Worth getting out of bed for
The hotel’s 50-acre reserve has plenty for action-seekers. Hop off your sunlounger for an open-air pilates lesson with Rodrigo’s wife. Or head to the beach for surfing sessions and guided kayaking along the coast. This hotel offers golden opportunities for food-fanatics to learn about local cuisine: gather ingredients from the garden and forest, take a cookery lesson or go fishing – often accompanied by chef Rodrigo. Hike and bike through the Manabí Province or see mangrove forests, islets and beaches on horseback. The hotel can arrange trips to vast nature reserve Machalilla National Park, a 45-minute drive away, which comprises of pelican, albatross and booby-populated Isla de la Plata (a sort of mini Galápagos) and protected forest – home to howler monkeys, ocelots, white-tailed deer, armadillos and more. Bike or trek through the trees, take a whale-watching trip, or scuba dive from Los Frailes beach, where manta rays and sharks hang out.
Five-star dining is included in your room rate; trust us, you’ll want to savour every morsel.
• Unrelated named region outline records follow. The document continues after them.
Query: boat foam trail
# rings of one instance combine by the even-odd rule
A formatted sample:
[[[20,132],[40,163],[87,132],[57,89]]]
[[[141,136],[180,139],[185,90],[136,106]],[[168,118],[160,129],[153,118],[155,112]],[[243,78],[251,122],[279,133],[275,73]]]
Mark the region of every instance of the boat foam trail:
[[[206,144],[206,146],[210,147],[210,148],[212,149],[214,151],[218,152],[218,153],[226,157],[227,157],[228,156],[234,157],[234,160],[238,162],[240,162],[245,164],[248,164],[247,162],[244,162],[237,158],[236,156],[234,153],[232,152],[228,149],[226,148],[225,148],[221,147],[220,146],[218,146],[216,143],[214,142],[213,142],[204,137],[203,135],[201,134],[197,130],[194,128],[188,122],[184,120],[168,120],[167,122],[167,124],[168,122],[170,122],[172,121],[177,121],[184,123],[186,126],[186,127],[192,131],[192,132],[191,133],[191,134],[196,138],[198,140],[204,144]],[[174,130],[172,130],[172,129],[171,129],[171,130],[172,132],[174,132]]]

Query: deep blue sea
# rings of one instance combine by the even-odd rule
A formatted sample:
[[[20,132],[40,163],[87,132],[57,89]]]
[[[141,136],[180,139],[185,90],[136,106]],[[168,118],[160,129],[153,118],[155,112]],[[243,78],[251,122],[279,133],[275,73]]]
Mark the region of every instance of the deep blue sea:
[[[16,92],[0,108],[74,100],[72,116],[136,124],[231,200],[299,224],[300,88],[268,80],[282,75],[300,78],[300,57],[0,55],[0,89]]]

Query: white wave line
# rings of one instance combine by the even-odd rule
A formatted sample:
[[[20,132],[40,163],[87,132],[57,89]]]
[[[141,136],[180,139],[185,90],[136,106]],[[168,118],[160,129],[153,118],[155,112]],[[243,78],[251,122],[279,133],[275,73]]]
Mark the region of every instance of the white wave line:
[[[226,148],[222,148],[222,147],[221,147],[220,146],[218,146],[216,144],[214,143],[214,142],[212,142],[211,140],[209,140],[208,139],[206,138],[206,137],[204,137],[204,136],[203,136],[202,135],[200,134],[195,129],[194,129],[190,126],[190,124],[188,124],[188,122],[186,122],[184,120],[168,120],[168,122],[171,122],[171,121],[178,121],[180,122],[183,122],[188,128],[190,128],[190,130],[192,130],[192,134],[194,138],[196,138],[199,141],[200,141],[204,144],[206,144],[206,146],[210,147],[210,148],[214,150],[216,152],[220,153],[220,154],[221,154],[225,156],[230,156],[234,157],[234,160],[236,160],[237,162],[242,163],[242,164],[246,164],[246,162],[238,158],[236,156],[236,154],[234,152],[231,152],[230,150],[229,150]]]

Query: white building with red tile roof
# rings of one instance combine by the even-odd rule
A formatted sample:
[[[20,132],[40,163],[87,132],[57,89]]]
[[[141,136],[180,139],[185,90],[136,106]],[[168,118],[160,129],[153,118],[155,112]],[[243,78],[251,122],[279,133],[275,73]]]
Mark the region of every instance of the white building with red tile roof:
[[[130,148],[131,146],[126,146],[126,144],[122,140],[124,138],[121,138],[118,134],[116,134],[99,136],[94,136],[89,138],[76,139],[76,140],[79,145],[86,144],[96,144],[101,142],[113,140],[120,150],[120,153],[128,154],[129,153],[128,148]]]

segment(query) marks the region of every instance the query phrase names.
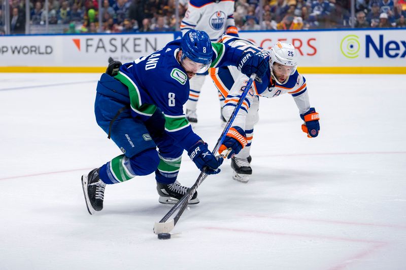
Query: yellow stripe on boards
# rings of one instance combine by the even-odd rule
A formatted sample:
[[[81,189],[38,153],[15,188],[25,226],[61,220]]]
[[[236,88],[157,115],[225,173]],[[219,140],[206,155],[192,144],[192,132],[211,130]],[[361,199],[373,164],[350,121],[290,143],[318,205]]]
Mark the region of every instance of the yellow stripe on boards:
[[[0,72],[103,73],[107,67],[0,66]],[[406,66],[300,66],[303,74],[406,74]]]
[[[103,73],[107,66],[0,66],[0,72]]]
[[[298,67],[303,74],[406,74],[406,66]]]

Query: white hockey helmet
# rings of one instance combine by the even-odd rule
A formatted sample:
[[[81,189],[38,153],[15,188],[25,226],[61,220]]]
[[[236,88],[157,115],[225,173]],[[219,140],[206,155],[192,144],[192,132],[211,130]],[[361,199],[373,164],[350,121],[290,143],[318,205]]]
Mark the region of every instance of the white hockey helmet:
[[[281,83],[278,81],[272,70],[275,63],[284,66],[291,66],[292,70],[289,75],[293,75],[297,68],[297,60],[295,47],[290,43],[282,43],[278,42],[271,48],[269,51],[269,68],[270,74],[279,84],[283,84],[288,81],[289,76],[284,82]]]

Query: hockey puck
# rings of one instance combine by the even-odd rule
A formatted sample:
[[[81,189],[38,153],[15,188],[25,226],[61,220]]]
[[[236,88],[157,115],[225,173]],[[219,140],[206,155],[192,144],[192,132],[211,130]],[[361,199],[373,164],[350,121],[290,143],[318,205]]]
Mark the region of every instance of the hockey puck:
[[[158,234],[158,239],[171,239],[171,234]]]

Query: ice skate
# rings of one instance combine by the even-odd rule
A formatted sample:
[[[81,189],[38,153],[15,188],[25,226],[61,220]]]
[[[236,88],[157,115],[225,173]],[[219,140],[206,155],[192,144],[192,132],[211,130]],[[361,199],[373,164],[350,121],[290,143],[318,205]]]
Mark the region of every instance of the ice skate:
[[[82,176],[82,187],[89,213],[92,215],[96,211],[101,211],[103,209],[106,184],[100,180],[98,169]]]
[[[196,113],[196,110],[186,109],[186,119],[192,127],[197,124],[197,114]]]
[[[232,179],[242,183],[248,183],[249,175],[252,174],[252,169],[250,166],[251,156],[246,159],[233,157],[231,158],[231,168],[233,170]]]
[[[158,194],[159,195],[159,201],[160,203],[175,204],[187,192],[189,188],[181,185],[180,183],[177,181],[173,184],[168,185],[157,182],[156,190],[158,191]],[[197,192],[196,191],[189,204],[196,204],[199,203],[199,199],[197,199]]]

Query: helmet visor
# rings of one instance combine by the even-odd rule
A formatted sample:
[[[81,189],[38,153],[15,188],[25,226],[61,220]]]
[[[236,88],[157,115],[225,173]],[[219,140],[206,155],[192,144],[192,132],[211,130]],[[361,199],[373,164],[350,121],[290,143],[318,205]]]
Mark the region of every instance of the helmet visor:
[[[202,63],[197,63],[192,61],[188,57],[187,57],[184,54],[182,54],[181,57],[181,64],[187,72],[191,72],[192,73],[205,73],[210,67],[210,65],[212,64],[212,60],[207,64]]]
[[[281,75],[289,76],[293,75],[296,71],[296,66],[286,66],[274,62],[272,65],[272,69],[274,72]]]

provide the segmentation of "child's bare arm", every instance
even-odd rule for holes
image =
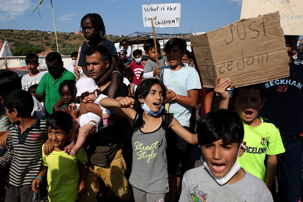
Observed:
[[[41,166],[39,174],[38,174],[37,177],[36,177],[32,182],[32,190],[33,191],[35,192],[38,192],[38,188],[39,188],[40,184],[42,183],[41,179],[47,171],[47,167],[46,166],[43,166],[43,165]]]
[[[100,100],[100,105],[111,112],[127,118],[132,124],[136,112],[131,108],[135,103],[134,99],[126,97],[118,100],[111,97],[106,97]]]
[[[217,93],[221,98],[219,109],[227,110],[228,108],[230,96],[227,88],[229,87],[231,83],[231,81],[229,79],[224,79],[220,81],[220,76],[216,78],[214,91],[215,92]]]
[[[70,111],[72,111],[72,110],[77,111],[78,107],[77,107],[77,105],[75,103],[71,103],[71,104],[69,104],[69,105],[68,106],[68,109]]]
[[[80,166],[80,180],[78,185],[77,191],[78,195],[81,195],[85,193],[86,189],[86,181],[87,176],[88,166],[87,165],[81,165]]]
[[[80,104],[80,115],[92,112],[97,115],[102,116],[102,110],[100,106],[93,103]]]
[[[169,89],[166,91],[166,97],[163,103],[170,103],[177,98],[177,94],[172,90]]]
[[[108,119],[110,117],[110,115],[106,113],[102,114],[102,118],[103,119]]]
[[[180,123],[175,118],[169,125],[169,127],[174,131],[178,135],[190,144],[195,144],[198,143],[197,134],[192,134],[185,129],[180,124]]]
[[[265,174],[265,184],[268,189],[271,190],[273,182],[275,179],[278,160],[277,155],[268,155],[266,163],[266,173]]]
[[[212,106],[213,106],[213,98],[215,92],[208,91],[204,97],[204,111],[205,114],[207,114],[212,111]]]
[[[121,83],[122,76],[119,72],[113,72],[111,75],[111,83],[109,85],[108,96],[115,98]]]

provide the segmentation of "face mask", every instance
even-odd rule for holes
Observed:
[[[237,163],[238,158],[239,158],[239,154],[240,153],[240,149],[241,148],[241,147],[242,147],[244,148],[246,148],[246,146],[245,146],[242,143],[241,143],[241,145],[240,145],[240,148],[239,148],[239,152],[238,152],[237,160],[236,160],[235,164],[233,165],[231,169],[230,169],[229,172],[227,173],[227,174],[225,175],[225,176],[221,177],[221,178],[215,177],[212,171],[211,171],[211,169],[207,165],[206,162],[204,162],[204,164],[203,164],[204,167],[205,167],[205,168],[206,168],[206,170],[207,170],[210,174],[211,174],[212,177],[213,177],[213,178],[214,178],[215,180],[216,180],[216,181],[220,185],[223,185],[223,184],[225,184],[227,182],[228,182],[228,181],[230,179],[231,179],[231,178],[233,177],[233,176],[235,175],[235,174],[237,173],[237,172],[241,168],[241,166]]]
[[[135,61],[136,61],[137,63],[140,63],[141,62],[142,62],[142,57],[135,59]]]
[[[161,107],[160,107],[160,109],[158,112],[155,113],[150,110],[148,106],[147,106],[147,105],[145,103],[145,102],[144,102],[144,99],[143,98],[142,99],[143,99],[144,104],[141,104],[141,107],[142,108],[142,109],[145,112],[145,113],[149,116],[155,116],[160,114],[163,110],[163,108],[164,108],[164,107],[161,105]]]
[[[48,72],[49,72],[49,74],[50,74],[52,77],[57,79],[59,78],[62,74],[62,73],[63,73],[63,70],[64,70],[63,68],[64,67],[60,69],[54,68],[48,69]]]
[[[72,60],[72,65],[73,65],[73,66],[76,66],[76,63],[77,63],[77,61],[76,60]]]

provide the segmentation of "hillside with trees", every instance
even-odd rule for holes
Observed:
[[[78,51],[83,41],[82,34],[57,32],[59,52],[66,56]],[[120,37],[110,35],[107,39],[115,40]],[[55,33],[39,30],[0,29],[0,42],[9,42],[14,56],[25,56],[29,53],[38,54],[44,50],[57,51]]]

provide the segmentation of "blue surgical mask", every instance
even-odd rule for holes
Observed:
[[[150,109],[149,109],[148,106],[147,106],[147,105],[145,104],[145,102],[144,101],[144,99],[142,98],[142,99],[143,99],[143,102],[144,103],[144,104],[141,104],[141,107],[142,108],[142,109],[145,112],[145,113],[146,113],[149,116],[155,116],[159,115],[163,110],[163,108],[164,108],[164,107],[162,105],[161,105],[161,107],[160,107],[159,111],[157,113],[155,113],[152,110],[150,110]]]
[[[238,171],[239,171],[239,170],[241,169],[241,166],[238,164],[238,158],[239,157],[239,154],[240,153],[240,150],[241,147],[244,148],[246,148],[246,147],[242,143],[241,143],[241,145],[240,145],[240,148],[239,148],[239,152],[238,152],[237,160],[236,160],[235,164],[233,165],[231,169],[230,169],[229,172],[227,173],[227,174],[225,175],[224,177],[222,177],[221,178],[215,177],[211,171],[211,169],[208,166],[207,164],[206,163],[206,162],[204,162],[204,164],[203,164],[204,167],[205,167],[205,168],[206,168],[206,170],[207,170],[210,174],[212,176],[212,177],[213,177],[213,178],[214,178],[215,180],[216,180],[216,181],[220,185],[223,185],[226,184],[227,182],[228,182],[228,181],[229,181],[229,180],[231,179],[231,178],[233,177]],[[202,153],[203,153],[203,151],[202,151]]]

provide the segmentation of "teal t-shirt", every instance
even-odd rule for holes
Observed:
[[[64,151],[53,151],[45,156],[42,147],[42,164],[48,167],[47,192],[49,202],[75,202],[79,183],[78,162],[84,164],[87,156],[81,147],[74,157]]]
[[[45,74],[40,80],[37,88],[36,93],[44,96],[45,117],[46,118],[53,114],[53,108],[55,104],[60,99],[58,90],[59,85],[65,80],[76,79],[76,77],[71,72],[65,69],[59,78],[56,80],[50,74]]]
[[[162,67],[161,78],[167,89],[174,91],[178,95],[188,96],[188,90],[201,88],[199,74],[193,67],[187,65],[177,71],[171,70],[170,66]],[[190,107],[172,101],[170,103],[168,113],[174,114],[174,117],[181,126],[189,127],[191,116]]]
[[[246,148],[238,163],[246,171],[265,180],[266,172],[264,160],[266,155],[276,155],[285,151],[279,129],[267,120],[259,118],[261,124],[251,127],[243,122],[244,139]]]

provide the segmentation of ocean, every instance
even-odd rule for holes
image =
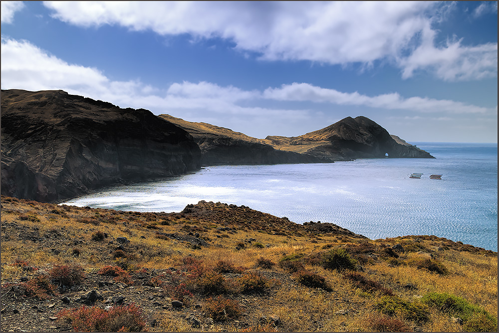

However, if daytripping to Puerto López, look out for Etnias’ goodie-filled blackboard menu (+593 9 167 6876). The petite bamboo-clad café is run by French ex-pats; coffee, waffles and crepes are excellent, and WiFi is refreshingly reliable. Another ex-pat success is Bell Italia, set by the Malecon; be sure to squeeze in a chinwag with gentlemanly owner Don Victorio between courses.
Every hotel featured is visited personally by members of our team, given the Smith seal of approval, and then anonymously reviewed. As soon as our reviewers have returned from this boutique beach retreat on the Pacific Coast and unpacked their ikat-patterned shawls and pan-pipes, a full account of their chilled-out coastal break will be with you. In the meantime, don your shades for a quick peek inside colourful Tanusas Retreat & Spa in Ecuador…
Fine dining steps down from its ivory tower at Tanusas Retreat & Spa, and slips on a pair of flip-flops. Chef and manager Rodrigo Pacheco has plied his tasty trade in world-renowned eateries, but it’s only here (with all-inclusive meals) that you can calypso back to your suite’s hammock for a snooze after polishing off his locally plucked delicacies. Work up an appetite with a horse ride through mangroves, spotting the furred and feathered locals or somehow upping your relaxation levels in the spa. If decision-making becomes too tiresome, ask staff to plan your itinerary. Don’t be afraid to get pally with Pacheco too: he runs cookery classes and often attends fishing excursions, so guests can glean a few tips on how to recreate his decidedly local dishes back home, albeit with supermarket-foraged ingredients.